Does anyone know if you can get still get SIPP tax relief in the same year as you get EIS relief? Even if you have claimed back most/all of tax paid?

Hypothetical example: suppose you earned £50k in tax year ending April 2020. You paid 7.5k tax on that. You also invested 25k in crowdfunding companies that year (including freetrade of course), and so you claimed back the 30% EIS relief for a 7.5k refund from the tax man, reducing your (income) tax burden to zero. Can you then put say 10k into a SIPP that same tax year and get that 10k topped up to 12k through the 20% SIPP contribution relief?

Pretty sure it’s based a maximum of 100% of your annual earnings before tax up to 40k. If you put in 10k of your own money that would get topped up to £12.5k. ( in England )

Sounds good but… in my example that would mean you’ve obtained tax relief of £7.5k + £2k = £9.5k for the year, but only paid £7.5k in tax. Free money?

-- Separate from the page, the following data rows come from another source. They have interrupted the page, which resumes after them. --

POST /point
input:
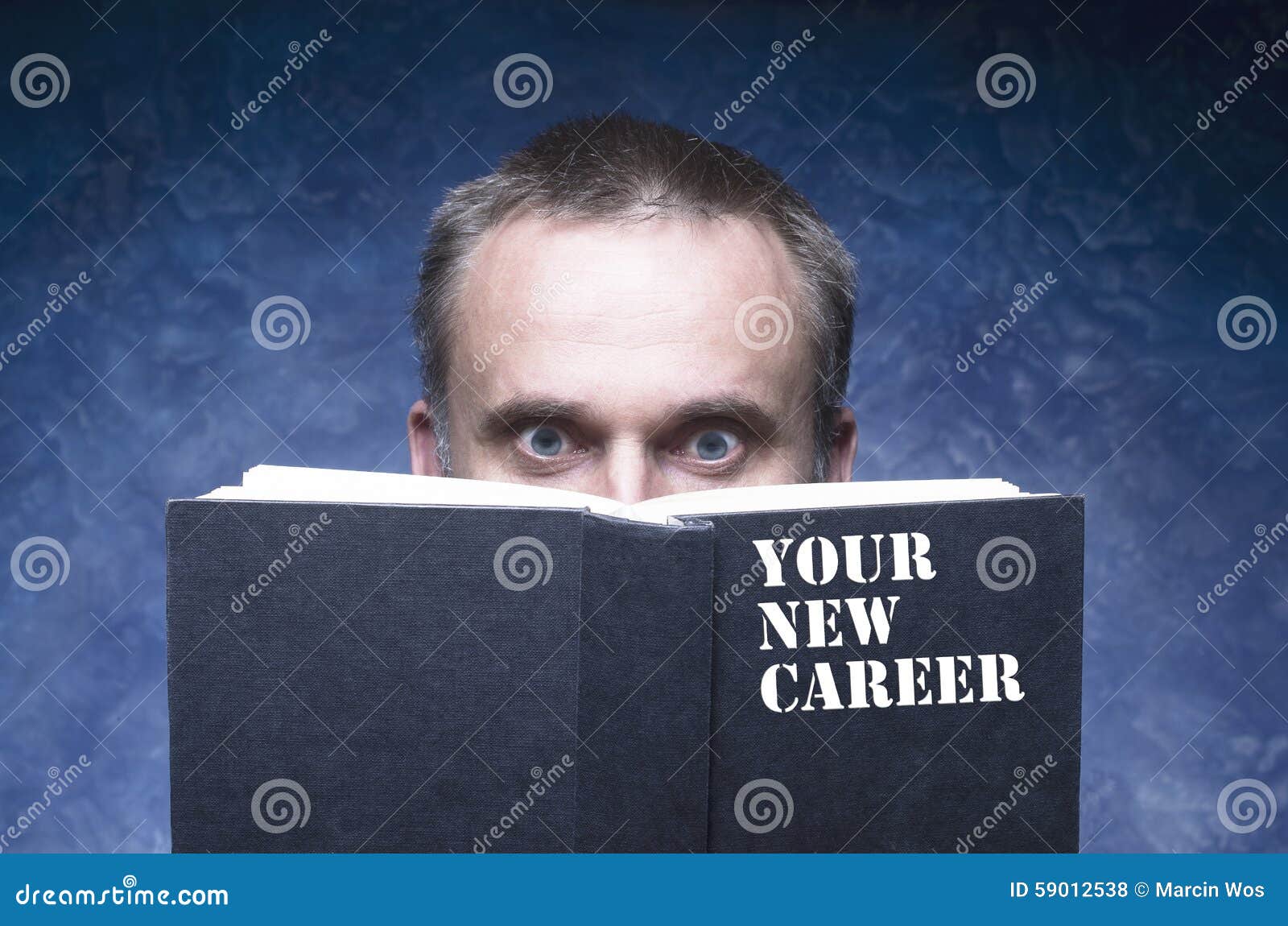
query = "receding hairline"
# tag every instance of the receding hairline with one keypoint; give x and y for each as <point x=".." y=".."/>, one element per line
<point x="785" y="267"/>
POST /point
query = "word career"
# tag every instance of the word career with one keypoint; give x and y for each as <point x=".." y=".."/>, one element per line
<point x="862" y="621"/>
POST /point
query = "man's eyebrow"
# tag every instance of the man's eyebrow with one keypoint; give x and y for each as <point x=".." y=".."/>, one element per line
<point x="506" y="416"/>
<point x="728" y="406"/>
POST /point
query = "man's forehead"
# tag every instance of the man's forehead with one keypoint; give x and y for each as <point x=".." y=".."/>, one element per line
<point x="700" y="258"/>
<point x="633" y="315"/>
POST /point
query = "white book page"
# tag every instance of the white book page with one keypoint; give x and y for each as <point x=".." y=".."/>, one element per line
<point x="807" y="496"/>
<point x="299" y="483"/>
<point x="351" y="487"/>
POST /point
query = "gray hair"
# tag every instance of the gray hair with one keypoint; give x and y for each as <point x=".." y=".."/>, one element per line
<point x="624" y="169"/>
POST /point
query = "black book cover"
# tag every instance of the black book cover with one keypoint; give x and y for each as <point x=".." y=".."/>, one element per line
<point x="386" y="678"/>
<point x="982" y="773"/>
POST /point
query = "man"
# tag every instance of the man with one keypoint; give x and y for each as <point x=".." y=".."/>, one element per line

Earn 12k ( below the tax threshold ) and you can put 9.6k in to your SIPP and still claim an extra 2.4k in relief. How long the current ( generous ) SIPP rules can be afforded who knows.

Have to say I don’t know a lot about SIPPs but they sound juicy.

Is there a website I can read more about them?

If I already have a plan with my employer, can I open a second one? Will I still get the juicy tax relief?

Try the HL website for good info. Without knowing what you contribute into your company person I can’t definitively say but the answers are probably yes and yes.

I always take issue with the media reporting on how much money the government ‘loses’ from SIPP tax relief. It’s not so much tax relief as tax deferral, you are still taxed on the money when you draw it out. If it didn’t exist it would be double taxation. Taxed once on the way in and again on the way out. If it were removed, no additional tax would be collected and instead tax receipts would go down since anyone with half a brain would stop paying into their pension.


For tax relief at 40% levels the likelihood is the tax deferral is for a lower tax rate in retirement ( in addition to the 25% tax free lump sum available )


From a pure tax point of view, SIPPs make a lot of sense via salary sacrifice as both you and your employer save on National Insurance, even more so for higher rate tax payers. From a long term planning point of view, salary sacrifice forces people to put money away and save without being able to access it, a bit like real estate and mortgages with accumulating house equity.